What Financial Advisors Are Reading This Week
22nd Mar 2016

How The Risks Of The Wealthy Help The Middle Class
Advisor and wealth manager Tanya Tucker looks at conservative theorist Jeffrey Anderson’s “Main Street Tax Plan.” His plan is focused “on the well-being of typical Americans” but Tucker argues it would do very little to boost their economic chances because the typical American doesn’t have much money to lose. The rich have money to lose, says Tucker, which is why much lower tax rates on wealth that is earned or inherited are so crucial to the economic well-being of everyone else.
Via The Trust Advisor
Wealth Management Is The Most Profitable Business Model For Financial Advisors
Among the three types of business models adopted by financial advisors (wealth management, multi-family offices and investment management), wealth management is regularly the most profitable. In each of the business models, some financial advisors were earning millions of dollars annually, but the relative percentage of wealth managers was greater with slightly more than 10% of wealth managers earning $1 million or more in 2015; 45% earned between $500,000 and $1 million.
Via Forbes
This Estate Mistake Can Tear Your Family Apart
Equal splits among siblings are still the norm in estate planning, yet a new study finds that more parents are writing wills that favor some of their children more than others that experts say that’s a recipe for discord.
The number of parents who treat their children unequally in wills more than doubled from 1995 to 2010, according to an October 2015 working paper from the National Bureau of Economic Research.
Via The Trust Advisor
Why More Clients Leave Indie Brokers Than Wirehouses
Clients of wirehouse advisors are much less likely to leave than those who work with independent brokers. In 2015, just 5% of wirehouse clients left their advisors over high fees but 16% left independent broker-dealers and 20% left dually-registered advisors. The rate may have something to do with the types of clients the various advisors target.
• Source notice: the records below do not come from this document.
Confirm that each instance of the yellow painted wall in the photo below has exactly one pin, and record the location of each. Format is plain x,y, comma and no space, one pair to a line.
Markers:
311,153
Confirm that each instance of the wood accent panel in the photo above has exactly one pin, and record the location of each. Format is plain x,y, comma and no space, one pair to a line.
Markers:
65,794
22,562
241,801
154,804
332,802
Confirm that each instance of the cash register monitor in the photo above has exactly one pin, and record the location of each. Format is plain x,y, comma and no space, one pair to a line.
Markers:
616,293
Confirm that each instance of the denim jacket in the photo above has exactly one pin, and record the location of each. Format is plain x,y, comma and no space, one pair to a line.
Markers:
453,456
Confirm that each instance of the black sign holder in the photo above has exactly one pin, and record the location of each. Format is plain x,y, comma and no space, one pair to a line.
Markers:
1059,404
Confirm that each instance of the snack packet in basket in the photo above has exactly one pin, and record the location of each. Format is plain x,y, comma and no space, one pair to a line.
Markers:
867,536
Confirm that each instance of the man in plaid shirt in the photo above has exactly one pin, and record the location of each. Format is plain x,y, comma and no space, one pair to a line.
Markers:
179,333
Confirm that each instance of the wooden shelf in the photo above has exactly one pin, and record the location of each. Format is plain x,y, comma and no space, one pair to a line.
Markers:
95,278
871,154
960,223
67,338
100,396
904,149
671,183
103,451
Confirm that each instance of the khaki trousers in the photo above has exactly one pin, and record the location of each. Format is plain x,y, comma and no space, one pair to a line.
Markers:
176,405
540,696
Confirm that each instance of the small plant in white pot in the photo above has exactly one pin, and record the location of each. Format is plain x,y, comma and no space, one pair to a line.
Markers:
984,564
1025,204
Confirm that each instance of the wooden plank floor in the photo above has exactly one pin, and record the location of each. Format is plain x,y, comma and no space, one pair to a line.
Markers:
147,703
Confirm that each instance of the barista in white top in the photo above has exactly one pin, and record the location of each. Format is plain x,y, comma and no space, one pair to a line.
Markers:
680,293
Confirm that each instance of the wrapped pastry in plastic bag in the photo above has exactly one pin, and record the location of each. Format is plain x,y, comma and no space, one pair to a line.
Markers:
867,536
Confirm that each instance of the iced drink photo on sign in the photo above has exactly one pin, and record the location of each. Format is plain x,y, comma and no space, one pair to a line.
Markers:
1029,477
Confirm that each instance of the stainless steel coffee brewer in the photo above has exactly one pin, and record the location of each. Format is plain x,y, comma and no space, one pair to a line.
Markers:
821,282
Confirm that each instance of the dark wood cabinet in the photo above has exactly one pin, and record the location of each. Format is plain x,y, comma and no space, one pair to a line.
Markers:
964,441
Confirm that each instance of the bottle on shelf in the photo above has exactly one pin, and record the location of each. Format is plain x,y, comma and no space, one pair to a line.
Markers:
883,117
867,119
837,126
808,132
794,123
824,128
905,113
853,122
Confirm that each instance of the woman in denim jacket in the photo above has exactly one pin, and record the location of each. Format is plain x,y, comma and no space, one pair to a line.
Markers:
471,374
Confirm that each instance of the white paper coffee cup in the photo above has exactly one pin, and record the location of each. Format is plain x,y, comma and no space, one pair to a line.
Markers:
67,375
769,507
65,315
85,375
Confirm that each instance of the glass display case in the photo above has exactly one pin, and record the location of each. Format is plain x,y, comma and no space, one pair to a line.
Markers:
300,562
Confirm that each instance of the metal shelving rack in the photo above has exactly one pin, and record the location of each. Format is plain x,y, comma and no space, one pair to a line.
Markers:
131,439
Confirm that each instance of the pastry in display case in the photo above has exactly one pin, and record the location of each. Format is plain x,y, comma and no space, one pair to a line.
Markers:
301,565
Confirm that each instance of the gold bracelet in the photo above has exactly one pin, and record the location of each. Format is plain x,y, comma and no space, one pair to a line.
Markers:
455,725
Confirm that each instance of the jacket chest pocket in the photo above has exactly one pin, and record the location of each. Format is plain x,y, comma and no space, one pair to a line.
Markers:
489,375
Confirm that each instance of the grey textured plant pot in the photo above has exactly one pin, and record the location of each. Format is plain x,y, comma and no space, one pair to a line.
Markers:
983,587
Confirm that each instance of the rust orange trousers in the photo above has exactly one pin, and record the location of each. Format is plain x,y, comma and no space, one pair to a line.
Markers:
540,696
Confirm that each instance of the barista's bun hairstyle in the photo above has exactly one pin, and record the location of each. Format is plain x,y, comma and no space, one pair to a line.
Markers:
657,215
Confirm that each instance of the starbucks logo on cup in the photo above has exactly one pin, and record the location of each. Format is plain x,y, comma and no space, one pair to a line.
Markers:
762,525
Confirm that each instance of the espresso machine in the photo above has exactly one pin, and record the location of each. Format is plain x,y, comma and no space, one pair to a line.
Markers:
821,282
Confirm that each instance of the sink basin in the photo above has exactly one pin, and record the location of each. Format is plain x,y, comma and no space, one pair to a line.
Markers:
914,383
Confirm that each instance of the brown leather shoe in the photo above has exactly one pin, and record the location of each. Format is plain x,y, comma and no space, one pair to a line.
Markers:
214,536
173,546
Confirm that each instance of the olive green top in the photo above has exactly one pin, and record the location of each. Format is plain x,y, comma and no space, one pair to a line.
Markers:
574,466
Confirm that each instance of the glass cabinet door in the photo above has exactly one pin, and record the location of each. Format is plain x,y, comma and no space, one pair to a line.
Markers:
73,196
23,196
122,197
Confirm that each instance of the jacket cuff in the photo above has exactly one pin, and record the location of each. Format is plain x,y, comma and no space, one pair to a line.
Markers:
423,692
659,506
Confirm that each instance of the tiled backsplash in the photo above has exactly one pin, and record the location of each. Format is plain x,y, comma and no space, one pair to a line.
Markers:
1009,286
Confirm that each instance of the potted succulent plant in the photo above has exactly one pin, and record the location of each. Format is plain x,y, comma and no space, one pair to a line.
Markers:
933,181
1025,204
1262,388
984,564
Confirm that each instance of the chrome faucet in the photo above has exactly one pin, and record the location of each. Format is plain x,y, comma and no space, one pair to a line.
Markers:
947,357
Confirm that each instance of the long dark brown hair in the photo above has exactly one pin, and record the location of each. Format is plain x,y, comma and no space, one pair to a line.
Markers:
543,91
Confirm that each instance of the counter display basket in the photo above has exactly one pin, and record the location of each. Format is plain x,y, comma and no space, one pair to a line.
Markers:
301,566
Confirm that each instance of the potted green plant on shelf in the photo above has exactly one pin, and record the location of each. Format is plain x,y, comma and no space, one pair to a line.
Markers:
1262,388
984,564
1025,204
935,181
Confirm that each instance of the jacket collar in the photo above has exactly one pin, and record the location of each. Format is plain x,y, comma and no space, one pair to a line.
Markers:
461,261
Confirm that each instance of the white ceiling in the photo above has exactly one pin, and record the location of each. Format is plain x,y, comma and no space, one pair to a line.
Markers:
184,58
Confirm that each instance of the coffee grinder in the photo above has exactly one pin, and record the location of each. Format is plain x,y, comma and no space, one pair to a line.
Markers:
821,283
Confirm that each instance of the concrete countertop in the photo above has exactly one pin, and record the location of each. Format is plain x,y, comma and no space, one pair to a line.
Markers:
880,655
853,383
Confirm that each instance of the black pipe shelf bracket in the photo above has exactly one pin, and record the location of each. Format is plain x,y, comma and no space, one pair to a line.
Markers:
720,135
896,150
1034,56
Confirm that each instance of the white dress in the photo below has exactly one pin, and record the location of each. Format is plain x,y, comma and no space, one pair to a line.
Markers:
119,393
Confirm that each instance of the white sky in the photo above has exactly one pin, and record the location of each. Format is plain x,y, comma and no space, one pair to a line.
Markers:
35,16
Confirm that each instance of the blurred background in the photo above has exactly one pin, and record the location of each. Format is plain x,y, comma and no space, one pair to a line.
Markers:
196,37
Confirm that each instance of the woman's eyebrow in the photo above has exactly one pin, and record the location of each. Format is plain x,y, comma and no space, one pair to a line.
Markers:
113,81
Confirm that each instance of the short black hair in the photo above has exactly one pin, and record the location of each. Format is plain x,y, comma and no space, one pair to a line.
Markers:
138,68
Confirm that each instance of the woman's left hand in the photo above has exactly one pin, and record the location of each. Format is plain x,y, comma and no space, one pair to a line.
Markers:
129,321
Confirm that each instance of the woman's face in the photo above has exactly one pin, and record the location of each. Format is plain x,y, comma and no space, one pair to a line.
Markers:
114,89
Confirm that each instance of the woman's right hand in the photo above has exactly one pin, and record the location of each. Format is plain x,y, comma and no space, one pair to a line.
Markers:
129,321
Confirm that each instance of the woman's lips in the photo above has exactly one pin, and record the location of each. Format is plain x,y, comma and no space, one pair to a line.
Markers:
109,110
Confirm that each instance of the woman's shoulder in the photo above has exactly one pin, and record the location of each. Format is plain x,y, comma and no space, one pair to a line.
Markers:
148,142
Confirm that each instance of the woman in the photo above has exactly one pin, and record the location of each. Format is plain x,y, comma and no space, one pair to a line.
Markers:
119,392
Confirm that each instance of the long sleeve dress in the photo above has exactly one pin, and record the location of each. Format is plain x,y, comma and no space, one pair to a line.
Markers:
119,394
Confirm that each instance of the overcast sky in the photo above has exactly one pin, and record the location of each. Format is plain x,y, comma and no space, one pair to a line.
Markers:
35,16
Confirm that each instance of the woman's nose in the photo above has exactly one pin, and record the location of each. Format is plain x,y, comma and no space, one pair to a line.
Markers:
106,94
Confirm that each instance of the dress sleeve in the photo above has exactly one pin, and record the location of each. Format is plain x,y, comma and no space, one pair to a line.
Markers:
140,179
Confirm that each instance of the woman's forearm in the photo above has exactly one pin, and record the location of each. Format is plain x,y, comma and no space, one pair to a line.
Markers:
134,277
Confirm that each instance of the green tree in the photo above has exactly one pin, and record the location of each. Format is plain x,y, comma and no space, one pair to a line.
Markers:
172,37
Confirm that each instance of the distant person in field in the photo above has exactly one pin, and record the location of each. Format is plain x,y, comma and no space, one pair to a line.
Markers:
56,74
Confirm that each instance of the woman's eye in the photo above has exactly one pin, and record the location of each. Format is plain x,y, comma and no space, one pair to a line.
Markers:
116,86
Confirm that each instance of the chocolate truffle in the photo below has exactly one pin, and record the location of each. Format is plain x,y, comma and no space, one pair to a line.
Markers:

Is Retirement Facing Extinction?
Retirement wealth is turning into retirement poverty for a growing portion of working households, according to the Economic Policy Institute (EPI). The labor-focused think tank has found “retirement wealth has not grown fast enough to keep pace with an aging population and other changes.” While retirement wealth has risen in absolute terms since the 1990s, the EPI says the growth trend has lagged behind changes in the aging population’s size and needs.